Comment organiser la segmentation des tâches entre l’homme et la machine ? Comment créer les conditions d’une collaboration harmonieuse, génératrice de valeur mais aussi de bien-être pour les équipes ? Et quel schéma d’organisation privilégier pour incorporer cette complémentarité ?
Autant de questions qui s’imposeront avec acuité aux organisations dans les années qui viennent et qui nécessiteront probablement un changement de modèle de travail appuyé en priorité sur les compétences… et la confiance.

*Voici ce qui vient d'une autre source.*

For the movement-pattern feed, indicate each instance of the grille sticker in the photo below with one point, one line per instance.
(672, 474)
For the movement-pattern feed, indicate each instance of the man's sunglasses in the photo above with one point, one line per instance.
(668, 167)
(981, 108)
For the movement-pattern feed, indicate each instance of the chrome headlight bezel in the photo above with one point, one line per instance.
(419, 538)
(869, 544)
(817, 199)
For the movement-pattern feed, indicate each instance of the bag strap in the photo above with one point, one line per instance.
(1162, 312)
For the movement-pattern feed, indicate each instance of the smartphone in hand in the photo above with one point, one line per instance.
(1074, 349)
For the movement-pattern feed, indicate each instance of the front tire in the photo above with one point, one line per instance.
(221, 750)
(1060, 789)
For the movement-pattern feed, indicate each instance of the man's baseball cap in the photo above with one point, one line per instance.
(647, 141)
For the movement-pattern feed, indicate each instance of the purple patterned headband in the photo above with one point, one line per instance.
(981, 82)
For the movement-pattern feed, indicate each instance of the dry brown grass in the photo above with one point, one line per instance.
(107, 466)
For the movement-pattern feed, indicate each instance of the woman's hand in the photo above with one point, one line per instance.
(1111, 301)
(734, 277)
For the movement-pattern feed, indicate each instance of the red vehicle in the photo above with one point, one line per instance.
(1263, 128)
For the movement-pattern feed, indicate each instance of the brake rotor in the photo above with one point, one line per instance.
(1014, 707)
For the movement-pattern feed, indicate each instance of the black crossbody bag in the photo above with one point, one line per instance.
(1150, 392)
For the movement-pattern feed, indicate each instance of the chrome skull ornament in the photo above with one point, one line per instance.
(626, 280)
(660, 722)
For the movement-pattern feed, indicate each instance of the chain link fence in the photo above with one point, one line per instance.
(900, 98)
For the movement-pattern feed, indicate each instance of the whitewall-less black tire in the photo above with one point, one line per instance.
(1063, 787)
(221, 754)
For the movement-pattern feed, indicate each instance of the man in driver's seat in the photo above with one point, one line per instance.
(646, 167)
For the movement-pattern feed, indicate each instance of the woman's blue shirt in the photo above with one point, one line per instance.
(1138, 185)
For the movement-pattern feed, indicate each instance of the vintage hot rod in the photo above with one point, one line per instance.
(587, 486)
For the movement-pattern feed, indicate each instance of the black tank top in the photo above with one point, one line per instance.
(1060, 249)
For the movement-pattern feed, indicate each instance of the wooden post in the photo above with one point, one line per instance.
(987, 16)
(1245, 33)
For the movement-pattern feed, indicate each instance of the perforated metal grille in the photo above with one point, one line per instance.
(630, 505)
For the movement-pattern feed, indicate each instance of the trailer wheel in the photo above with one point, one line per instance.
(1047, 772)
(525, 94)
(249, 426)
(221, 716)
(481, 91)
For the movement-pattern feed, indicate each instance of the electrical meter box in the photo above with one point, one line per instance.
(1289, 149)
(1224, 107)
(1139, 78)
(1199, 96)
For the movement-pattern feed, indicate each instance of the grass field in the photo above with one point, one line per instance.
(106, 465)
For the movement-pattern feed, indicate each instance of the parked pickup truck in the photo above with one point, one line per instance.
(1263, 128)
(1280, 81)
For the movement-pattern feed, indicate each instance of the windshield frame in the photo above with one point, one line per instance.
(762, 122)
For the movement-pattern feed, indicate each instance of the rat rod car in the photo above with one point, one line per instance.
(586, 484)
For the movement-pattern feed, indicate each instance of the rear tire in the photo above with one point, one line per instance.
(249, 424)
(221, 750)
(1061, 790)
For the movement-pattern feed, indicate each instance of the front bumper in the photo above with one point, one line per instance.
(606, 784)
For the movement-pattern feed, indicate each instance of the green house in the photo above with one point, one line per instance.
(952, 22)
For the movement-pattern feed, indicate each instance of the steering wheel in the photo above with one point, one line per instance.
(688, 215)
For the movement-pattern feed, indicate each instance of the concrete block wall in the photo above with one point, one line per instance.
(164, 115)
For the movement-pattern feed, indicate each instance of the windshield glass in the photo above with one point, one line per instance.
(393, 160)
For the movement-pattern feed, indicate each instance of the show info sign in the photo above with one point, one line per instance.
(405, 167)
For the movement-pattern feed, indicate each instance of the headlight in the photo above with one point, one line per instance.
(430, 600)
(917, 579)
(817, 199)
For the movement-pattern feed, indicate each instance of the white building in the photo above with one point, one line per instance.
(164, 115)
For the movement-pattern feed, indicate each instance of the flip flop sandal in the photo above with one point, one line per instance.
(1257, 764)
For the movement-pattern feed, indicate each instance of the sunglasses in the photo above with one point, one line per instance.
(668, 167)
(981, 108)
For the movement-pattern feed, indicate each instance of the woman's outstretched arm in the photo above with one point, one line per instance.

Dans un précédent post, nous évoquions le nécessaire soutien de l’intelligence artificielle pour répondre à la complexification du data management : face à des enjeux de gouvernance ou de qualité dont l’humain ne saurait traiter ni le volume ni la variété, les technologies d’IA avancée offrent des perspectives prometteuses de relais, qui peuvent permettre aux équipes de se concentrer sur d’autres tâches à plus forte valeur ajoutée. Autrement dit : à la machine les tâches répétitives et prédictives, à l’homme les missions d’analyse, de créativité et de prise de décision.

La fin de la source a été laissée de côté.